Ebenso ist es ein Novum wie die Eröffnungscredits gemacht wurden. Als der Kartenverkäufer eingesperrt wird und mit dem schließen der Tür der erste Schriftzug der Credits erscheint.
Danach der erste Auftritt von Charles Bronson als "Mundharmonika" wie es cooler nicht geht. Die ersten, seiner Dialoge, sind mit das Beste was er im ganzen Film sagt. Auf die Ansage von einem der Revolvertypen sagt MK die Kerle hätten ein Pferd zuviel, was zum ersten Duell führt.
Selbstverständlich gibt es auch in SMDLVT viele Pistolengefechte doch diese haben eine ganz andere Atmosphäre als die üblichen 08/15- Schiessereien ala Dodge City. Hinzu kommen natürlich noch die extremen, und für das Jahr 1968 revolutionären Nahaufnahmen der Gesichter sowie die "Strichmännchen"-Szene die verschwommen die Wahrheit über MKs Vergangenheit andeutet.
MUSIK:
Ennio Morricone schrieb für den Film einen Script der schon allein durch "Franks Theme", die legendäre Mundharmonika-Melodie, eine Art Kultstatus erlangte. Schaurig schöne Klänge die uns, das Publikum, beim sterben verschiedenster Menschen Anteil nehmen lassen.
Ob bei Bronsons Vorstellung, dem brutalen Mord an der Familie McBain oder dem grausamen Ende von Bronsons Bruder (es war nicht sein Vater!).
STORY:
Die Geschichte ist hinlänglich bekannt. MK hilft der Witwe McBain, zusammen mit Chayenne (Jason Robards) aus der Patsche da sie von Killer Frank bedroht wird. Nebenbei sei erwähnt das Claudia Cardinale eine Klasse Figur abgibt indem sie einerseits die trauernde Witwe, andererseits jedoch den resoluten Trotzkopf verkörpert der sich nicht so einfach vertreiben lässt...
FAZIT:
Zu Unrecht wird dieser Film als "Pferdeoper" verspottet. Erwiesen ist zwar das es in diesem, 2 1/2 stündigen Film sehr wenige Dialoge, dafür doppelt so viel Musik zu hören gibt aber dennoch verbinde ich mit dem Wort Oper eher Langeweile. Dieser Film ist jedoch alles andere als langweilig. Er besticht durch ausgefallenen Ideenreichtum der bis heute nichts von seiner Qualität eingebüßt hat.

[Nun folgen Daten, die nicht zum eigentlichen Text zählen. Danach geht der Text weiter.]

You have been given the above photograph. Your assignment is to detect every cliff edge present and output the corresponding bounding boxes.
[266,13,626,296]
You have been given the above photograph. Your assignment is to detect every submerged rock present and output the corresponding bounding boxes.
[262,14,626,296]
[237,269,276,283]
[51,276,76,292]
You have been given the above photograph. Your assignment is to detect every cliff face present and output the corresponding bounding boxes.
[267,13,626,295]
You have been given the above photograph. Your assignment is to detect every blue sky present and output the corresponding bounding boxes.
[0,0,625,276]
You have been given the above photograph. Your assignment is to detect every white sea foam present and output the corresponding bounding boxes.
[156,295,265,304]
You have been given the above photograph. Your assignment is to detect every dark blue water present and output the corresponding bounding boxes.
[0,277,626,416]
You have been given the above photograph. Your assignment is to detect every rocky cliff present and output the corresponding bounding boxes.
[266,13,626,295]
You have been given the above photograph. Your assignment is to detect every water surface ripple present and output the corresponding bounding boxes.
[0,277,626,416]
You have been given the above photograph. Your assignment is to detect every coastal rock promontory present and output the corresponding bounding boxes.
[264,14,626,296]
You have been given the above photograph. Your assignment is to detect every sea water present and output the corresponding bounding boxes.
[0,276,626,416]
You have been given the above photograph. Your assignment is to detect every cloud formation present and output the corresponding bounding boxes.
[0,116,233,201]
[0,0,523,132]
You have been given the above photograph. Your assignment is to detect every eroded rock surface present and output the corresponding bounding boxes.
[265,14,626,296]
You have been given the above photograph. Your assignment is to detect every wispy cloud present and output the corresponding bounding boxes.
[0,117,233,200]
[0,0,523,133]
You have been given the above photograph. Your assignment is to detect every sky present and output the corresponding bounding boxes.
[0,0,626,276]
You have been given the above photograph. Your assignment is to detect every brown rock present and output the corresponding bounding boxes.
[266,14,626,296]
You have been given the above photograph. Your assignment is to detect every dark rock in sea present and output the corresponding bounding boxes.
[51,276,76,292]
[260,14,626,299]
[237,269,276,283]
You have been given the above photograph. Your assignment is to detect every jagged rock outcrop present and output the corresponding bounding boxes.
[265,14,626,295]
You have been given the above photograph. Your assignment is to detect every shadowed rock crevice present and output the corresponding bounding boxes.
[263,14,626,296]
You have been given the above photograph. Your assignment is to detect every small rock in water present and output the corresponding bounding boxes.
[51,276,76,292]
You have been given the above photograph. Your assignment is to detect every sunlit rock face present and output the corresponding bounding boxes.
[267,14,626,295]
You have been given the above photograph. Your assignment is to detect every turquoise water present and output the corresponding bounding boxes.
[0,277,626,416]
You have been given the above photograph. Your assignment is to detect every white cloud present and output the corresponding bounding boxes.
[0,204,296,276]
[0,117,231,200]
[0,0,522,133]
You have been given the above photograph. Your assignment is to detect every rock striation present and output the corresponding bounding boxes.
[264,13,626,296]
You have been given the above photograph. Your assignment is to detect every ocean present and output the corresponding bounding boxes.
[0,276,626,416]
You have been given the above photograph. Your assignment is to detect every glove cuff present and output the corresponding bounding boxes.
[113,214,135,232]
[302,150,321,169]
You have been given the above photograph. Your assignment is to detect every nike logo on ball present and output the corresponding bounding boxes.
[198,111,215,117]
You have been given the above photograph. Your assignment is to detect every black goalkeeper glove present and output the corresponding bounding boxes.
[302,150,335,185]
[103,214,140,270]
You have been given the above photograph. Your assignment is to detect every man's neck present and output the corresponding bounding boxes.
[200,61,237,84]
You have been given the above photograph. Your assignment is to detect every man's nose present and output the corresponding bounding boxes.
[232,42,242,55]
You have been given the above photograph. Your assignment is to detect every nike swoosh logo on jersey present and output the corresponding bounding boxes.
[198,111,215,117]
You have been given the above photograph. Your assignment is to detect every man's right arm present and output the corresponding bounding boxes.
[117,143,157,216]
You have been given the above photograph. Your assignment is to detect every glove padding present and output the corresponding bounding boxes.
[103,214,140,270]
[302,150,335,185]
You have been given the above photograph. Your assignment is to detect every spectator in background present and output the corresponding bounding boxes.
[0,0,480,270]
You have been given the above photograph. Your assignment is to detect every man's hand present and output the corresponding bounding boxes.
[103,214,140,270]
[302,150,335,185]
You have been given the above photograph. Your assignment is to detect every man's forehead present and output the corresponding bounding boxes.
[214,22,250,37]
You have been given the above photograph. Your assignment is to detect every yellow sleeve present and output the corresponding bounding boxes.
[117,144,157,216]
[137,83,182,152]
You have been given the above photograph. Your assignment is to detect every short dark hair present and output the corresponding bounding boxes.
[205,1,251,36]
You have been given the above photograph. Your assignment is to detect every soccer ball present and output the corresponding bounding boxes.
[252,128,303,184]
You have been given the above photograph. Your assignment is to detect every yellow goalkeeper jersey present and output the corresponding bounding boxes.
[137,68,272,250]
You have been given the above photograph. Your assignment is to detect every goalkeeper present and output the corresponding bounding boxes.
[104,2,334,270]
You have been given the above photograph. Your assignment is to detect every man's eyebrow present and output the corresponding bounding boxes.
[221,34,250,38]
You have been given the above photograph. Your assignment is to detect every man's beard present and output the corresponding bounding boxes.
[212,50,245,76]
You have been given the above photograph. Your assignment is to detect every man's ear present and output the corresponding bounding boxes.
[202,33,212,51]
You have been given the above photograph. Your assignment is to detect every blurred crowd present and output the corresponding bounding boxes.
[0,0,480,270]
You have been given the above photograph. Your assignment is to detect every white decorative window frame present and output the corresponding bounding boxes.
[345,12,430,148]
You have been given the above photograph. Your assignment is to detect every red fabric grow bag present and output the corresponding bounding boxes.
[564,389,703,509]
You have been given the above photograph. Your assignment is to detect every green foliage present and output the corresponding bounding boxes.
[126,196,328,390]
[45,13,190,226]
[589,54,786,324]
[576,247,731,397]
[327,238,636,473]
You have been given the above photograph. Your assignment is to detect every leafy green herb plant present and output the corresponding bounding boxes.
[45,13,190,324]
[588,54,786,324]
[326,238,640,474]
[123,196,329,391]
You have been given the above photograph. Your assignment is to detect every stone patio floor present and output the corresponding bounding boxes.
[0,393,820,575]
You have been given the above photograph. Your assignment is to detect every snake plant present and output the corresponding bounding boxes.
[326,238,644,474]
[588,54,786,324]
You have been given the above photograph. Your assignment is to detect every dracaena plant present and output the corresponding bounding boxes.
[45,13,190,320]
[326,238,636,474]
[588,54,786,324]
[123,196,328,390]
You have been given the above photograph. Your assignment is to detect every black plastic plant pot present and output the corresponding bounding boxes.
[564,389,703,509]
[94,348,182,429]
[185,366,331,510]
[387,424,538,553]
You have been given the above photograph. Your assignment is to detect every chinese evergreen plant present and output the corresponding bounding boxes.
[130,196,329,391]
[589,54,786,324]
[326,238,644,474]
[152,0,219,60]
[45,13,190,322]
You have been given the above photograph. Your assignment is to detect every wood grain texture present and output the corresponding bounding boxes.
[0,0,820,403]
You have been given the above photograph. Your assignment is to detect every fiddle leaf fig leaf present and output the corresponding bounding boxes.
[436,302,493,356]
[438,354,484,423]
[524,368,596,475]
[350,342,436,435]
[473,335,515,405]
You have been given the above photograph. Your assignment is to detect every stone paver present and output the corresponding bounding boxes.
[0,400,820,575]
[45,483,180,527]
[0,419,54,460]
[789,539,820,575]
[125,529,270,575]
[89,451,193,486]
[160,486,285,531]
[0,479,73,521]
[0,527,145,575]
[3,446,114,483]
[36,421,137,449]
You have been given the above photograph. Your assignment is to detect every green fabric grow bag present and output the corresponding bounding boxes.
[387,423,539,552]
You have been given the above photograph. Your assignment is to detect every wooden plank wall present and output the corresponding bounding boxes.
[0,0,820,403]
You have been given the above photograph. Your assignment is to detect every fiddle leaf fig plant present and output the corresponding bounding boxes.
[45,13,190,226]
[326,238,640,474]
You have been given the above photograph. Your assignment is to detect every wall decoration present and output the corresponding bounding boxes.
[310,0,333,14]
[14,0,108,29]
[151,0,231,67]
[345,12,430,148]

Ich empfehle diesen Film vorallem der "neueren" Generation von Filmzuschauern die, wie ich, eher mit 80er-Jahre Filmen aufgewachsen sind und Interesse an modernen, innovativen Filmen, wie "Pulp Fiction" oder "Kill Bill" haben. Wer einen brillanten, coolen Western sehen will und dazu noch erfahren will woher ein Tarantino teilweise seine Ideen her hat der sollte sich Zeit für diesen grandiosen Western nehmen.